Whatever else Kelda had intended to tell me, she was cut off by the persistent influx of people who arrived. I was introduced by their civilian names, but internally I continued to think of them according to their code names. First Enki and Orange Nimbus arrived, followed by Pet and Fleetfoot. The blue and gold hero (whose code name I had determined was Intersect) came next, and then High-Cap with Whisper. They kept coming. Within a half hour, the party was in full force, sporting more than two dozen attendees and all of them superheroes.
The teleconference drone was only an ambiguous success. Unlike my usual role relegated to a voice over the comm system, I had a physical presence on which people could focus. However, the drone was different enough from a human presence that many found it awkward to interact with, and it was difficult to stay included in groups that tended to coalesce and then disband organically.
Still, when I was genuinely included in a conversation, it was singularly fun. High-Cap, for instance (‘Sarah,’ she had said) was an amateur thespian with an absurd sense of humor. While Whisper (‘Lakki’) seemed content to hide in a corner making phone calls, her older friend had immediately put away two glasses of wine and began some very inappropriate, very funny comments about the current Kennedy administration.
This was the mood I was in when I realized that Whisper really had tuned out the party altogether, making call after call on her mobile phone and looking increasingly worried. When an opening presented itself, I approached her.
“Is something the matter, Lakki?” I asked, the synth smoothly handling the name since I had taken the time to program it in.
When she looked up, I noticed she was pale, her eyes starting to puff up as though preparing to shed tears. “Delphic, hi! I… ah… I mean….” she stuttered, finding difficulty stringing together her thoughts coherently.
“Yes?” I prompted, giving her time to collect herself.
She finally calmed down enough to respond. “It’s Zee. He texted me earlier, saying he was too angry for the party tonight and to go without him.” She scowled at the memory. “And I’ve been trying to get hold of him since we got here, you know, just to say hi to everyone? But he isn’t picking up. And… it’s worrying me.” That was an understatement; she was barely holding back from crying.
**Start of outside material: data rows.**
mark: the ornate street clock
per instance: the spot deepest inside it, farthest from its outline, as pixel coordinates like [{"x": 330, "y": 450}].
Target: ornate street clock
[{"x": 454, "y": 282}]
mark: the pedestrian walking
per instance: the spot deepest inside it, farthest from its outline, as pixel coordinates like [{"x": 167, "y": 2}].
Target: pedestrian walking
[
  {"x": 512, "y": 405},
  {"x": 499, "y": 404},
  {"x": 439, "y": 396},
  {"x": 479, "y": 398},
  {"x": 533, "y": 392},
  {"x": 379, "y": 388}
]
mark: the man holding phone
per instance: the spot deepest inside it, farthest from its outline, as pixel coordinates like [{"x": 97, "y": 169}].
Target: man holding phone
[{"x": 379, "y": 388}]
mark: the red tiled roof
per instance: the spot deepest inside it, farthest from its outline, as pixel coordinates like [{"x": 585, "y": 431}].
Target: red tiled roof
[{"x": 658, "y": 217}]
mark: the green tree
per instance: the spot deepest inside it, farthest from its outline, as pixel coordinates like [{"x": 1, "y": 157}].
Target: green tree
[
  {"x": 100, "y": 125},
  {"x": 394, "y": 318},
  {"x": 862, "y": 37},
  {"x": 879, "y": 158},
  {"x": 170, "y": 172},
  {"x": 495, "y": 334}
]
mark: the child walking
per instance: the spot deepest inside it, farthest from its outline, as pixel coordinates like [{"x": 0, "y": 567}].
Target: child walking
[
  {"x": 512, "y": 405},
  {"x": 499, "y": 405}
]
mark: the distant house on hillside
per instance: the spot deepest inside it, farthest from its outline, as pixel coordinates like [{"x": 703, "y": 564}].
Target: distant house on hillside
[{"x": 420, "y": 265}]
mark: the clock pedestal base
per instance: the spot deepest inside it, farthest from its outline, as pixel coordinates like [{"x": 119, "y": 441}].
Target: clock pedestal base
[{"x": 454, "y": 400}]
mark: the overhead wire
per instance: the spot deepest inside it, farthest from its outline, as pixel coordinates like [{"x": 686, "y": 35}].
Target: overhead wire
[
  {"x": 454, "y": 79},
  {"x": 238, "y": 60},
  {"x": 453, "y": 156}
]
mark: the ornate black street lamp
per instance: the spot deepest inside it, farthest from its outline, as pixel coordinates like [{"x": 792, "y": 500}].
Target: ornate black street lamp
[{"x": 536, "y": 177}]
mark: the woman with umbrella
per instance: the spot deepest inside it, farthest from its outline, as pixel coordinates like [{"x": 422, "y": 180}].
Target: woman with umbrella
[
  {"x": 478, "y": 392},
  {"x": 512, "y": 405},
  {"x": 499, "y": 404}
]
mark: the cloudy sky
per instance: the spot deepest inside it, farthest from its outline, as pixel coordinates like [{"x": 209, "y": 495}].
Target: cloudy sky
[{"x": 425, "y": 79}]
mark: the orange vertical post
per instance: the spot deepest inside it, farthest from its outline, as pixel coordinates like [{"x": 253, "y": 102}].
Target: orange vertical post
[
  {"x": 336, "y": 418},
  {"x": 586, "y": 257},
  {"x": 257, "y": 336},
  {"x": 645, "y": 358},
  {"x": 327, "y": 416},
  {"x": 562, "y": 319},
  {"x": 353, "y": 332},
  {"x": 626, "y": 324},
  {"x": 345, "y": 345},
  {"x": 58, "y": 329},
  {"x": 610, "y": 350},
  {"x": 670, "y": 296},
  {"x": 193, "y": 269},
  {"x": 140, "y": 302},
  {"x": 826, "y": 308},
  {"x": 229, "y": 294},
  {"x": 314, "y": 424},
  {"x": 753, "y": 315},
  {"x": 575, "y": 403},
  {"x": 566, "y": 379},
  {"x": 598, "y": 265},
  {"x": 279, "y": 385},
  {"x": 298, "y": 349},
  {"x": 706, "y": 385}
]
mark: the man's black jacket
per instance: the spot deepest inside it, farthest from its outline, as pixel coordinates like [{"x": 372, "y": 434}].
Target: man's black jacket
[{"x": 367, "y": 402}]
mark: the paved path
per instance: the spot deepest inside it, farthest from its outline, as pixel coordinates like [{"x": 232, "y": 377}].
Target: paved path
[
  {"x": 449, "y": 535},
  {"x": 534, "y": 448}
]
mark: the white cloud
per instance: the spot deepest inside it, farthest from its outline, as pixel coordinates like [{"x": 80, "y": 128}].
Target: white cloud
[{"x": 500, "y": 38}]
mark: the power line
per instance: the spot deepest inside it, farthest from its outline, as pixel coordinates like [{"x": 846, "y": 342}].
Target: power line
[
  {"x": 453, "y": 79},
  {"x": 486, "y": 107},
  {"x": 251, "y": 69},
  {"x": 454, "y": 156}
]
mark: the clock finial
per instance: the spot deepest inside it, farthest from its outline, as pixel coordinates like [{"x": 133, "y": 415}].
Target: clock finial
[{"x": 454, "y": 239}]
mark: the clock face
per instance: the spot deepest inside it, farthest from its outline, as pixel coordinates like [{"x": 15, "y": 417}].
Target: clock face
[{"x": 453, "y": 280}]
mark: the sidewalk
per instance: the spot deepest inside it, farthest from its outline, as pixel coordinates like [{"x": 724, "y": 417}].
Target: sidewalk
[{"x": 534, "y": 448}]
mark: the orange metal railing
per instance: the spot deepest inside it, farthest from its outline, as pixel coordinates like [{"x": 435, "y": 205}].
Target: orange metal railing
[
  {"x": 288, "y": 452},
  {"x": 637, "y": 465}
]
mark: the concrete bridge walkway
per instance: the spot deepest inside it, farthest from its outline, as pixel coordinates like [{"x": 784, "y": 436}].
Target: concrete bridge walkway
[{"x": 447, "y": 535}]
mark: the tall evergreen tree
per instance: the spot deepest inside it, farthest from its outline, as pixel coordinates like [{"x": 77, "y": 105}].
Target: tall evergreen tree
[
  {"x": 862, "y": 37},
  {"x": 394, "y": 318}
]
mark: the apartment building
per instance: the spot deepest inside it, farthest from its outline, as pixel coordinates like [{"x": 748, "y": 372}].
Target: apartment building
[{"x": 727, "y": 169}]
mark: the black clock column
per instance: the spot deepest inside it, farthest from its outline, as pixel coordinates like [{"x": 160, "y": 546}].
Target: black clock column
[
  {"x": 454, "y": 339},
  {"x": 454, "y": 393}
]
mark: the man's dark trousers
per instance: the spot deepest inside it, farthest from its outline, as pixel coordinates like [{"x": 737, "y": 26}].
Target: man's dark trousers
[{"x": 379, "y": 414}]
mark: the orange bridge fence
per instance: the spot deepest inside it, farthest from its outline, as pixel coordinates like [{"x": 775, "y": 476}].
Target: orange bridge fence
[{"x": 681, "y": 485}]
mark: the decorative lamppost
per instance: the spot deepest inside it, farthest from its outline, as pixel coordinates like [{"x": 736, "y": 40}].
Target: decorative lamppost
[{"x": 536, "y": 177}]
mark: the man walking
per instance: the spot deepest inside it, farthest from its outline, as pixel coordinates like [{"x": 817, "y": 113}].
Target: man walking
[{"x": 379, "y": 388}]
“Would you like me to trace his phone signal and confirm that he is safe?” I offered.
Lakki rubbed her hands over both eyes before saying, “Could you, please? I can give you his number.”
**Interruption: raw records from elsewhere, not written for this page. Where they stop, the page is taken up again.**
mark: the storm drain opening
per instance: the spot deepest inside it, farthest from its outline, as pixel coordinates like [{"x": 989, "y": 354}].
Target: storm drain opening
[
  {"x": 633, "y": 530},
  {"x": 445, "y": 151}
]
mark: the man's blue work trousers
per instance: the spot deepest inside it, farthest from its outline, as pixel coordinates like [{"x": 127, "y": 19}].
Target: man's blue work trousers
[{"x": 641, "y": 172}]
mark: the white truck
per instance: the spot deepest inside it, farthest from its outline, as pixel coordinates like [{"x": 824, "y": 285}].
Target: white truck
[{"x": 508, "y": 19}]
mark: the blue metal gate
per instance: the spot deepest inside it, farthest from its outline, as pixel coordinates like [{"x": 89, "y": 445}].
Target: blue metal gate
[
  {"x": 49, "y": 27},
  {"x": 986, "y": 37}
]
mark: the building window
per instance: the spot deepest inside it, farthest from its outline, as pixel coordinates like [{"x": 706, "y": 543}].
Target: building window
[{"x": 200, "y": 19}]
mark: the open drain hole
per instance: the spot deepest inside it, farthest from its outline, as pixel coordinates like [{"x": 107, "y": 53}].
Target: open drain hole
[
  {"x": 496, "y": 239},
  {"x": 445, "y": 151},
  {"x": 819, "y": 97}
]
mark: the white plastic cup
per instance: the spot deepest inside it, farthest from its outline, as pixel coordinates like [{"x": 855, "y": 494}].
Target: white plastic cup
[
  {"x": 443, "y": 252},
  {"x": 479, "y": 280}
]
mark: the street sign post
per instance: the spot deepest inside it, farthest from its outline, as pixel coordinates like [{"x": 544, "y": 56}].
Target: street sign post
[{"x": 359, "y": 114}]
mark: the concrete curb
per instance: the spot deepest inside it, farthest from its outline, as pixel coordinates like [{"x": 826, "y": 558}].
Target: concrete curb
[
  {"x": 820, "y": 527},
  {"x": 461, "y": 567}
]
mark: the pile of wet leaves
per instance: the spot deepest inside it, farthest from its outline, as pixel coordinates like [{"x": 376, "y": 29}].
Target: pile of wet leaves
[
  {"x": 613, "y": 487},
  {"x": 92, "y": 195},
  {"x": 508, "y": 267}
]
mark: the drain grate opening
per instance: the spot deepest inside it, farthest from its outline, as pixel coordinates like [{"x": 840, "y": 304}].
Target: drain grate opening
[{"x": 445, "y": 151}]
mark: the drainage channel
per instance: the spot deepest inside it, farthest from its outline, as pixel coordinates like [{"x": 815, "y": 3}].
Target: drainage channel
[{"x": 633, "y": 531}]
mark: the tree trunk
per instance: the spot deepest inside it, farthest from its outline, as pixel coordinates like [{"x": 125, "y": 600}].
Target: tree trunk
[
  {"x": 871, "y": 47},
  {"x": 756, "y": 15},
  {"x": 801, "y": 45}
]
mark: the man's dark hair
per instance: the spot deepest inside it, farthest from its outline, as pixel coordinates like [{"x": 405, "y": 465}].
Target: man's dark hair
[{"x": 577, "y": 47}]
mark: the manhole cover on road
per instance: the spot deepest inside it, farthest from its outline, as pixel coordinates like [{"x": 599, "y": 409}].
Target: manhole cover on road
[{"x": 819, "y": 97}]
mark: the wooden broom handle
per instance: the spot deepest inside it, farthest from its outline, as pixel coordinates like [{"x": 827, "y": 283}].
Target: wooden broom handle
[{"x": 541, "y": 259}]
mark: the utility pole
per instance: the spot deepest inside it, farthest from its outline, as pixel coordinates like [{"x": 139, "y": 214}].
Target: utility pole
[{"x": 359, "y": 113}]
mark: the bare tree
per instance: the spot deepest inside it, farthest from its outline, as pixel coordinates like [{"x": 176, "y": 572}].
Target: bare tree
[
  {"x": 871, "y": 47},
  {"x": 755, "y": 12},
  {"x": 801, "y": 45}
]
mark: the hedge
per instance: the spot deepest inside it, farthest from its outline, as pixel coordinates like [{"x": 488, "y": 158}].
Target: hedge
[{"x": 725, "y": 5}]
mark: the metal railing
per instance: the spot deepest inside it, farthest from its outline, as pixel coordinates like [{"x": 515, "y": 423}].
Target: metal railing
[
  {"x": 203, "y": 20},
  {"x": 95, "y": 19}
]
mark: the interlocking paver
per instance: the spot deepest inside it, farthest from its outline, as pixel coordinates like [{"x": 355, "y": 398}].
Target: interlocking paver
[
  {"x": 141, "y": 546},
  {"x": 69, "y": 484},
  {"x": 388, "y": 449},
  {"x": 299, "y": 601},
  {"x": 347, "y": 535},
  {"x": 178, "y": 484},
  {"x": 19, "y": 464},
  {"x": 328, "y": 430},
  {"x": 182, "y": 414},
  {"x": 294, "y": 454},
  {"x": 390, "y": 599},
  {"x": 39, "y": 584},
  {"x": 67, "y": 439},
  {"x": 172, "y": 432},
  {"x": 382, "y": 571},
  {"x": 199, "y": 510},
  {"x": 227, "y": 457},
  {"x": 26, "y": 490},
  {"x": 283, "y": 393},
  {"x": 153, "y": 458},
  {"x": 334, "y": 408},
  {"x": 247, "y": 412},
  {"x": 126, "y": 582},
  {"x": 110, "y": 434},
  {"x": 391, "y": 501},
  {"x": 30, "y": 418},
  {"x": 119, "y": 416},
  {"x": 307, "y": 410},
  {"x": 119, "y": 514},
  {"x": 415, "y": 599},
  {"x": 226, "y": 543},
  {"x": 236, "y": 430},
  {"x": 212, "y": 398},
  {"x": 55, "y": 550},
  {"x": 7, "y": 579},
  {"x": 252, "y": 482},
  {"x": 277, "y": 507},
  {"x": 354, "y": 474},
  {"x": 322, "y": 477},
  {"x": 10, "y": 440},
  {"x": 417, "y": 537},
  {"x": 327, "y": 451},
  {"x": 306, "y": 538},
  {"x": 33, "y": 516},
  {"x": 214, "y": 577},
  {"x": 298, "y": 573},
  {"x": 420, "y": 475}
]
“That won’t be necessary, Lakki. Just be patient. I will find him.”
I switched out my avatar for one with a little display overlaying the image that said, ‘Delphic Live Conversation Module Offline. Please Stand By.’ This done, I closed my eyes and dove into my view.
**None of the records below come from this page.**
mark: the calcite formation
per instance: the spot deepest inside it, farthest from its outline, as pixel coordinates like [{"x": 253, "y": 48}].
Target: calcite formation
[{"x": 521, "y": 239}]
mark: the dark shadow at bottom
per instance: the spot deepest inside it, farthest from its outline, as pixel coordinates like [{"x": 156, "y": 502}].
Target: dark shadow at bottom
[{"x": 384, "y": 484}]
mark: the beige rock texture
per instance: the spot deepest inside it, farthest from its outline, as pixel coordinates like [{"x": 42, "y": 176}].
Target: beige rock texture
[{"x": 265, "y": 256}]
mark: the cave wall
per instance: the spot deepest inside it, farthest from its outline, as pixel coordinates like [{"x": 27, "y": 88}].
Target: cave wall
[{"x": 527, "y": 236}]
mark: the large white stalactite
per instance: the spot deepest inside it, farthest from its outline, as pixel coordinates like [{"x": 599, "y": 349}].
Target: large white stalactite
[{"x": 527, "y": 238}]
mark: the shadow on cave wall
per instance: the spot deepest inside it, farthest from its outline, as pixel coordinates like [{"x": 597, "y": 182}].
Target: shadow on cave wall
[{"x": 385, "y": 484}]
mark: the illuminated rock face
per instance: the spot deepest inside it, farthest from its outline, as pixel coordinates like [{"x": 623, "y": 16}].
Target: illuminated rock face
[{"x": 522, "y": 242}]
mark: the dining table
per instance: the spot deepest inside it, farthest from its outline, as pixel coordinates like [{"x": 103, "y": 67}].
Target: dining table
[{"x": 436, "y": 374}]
It took very little time to follow Refraxx out of the conference room with Whisper, or to the locker rooms where they separated to change into civilian clothing. They reunited, now Zee and Lakki, and used one of several hidden rear exits from HQ. I followed them as quickly as I could as they took the subway to an apartment building in Soho.
Zee saw his girl into her building, but then immediately turned around and reversed course. I watched him ride the subway back to HQ, take a different secret entrance into the building, and then suit up again; less than an hour total passed that he was in civilian garb.
Refraxx then headed to the HQ garage where he unlocked a motorcycle done in his same multi-tone blue color scheme. It was a heavy bike, the kind that could hold its own at highway speeds for long stretches. He turned it on, warmed it up, and programmed an address that he queried from the NYST system.
I felt a punch to the gut when I saw the address. More than an hour ago, without a single message to anyone or request for aid, Refraxx had headed entirely on his own to the Kowalczyks’ hideout.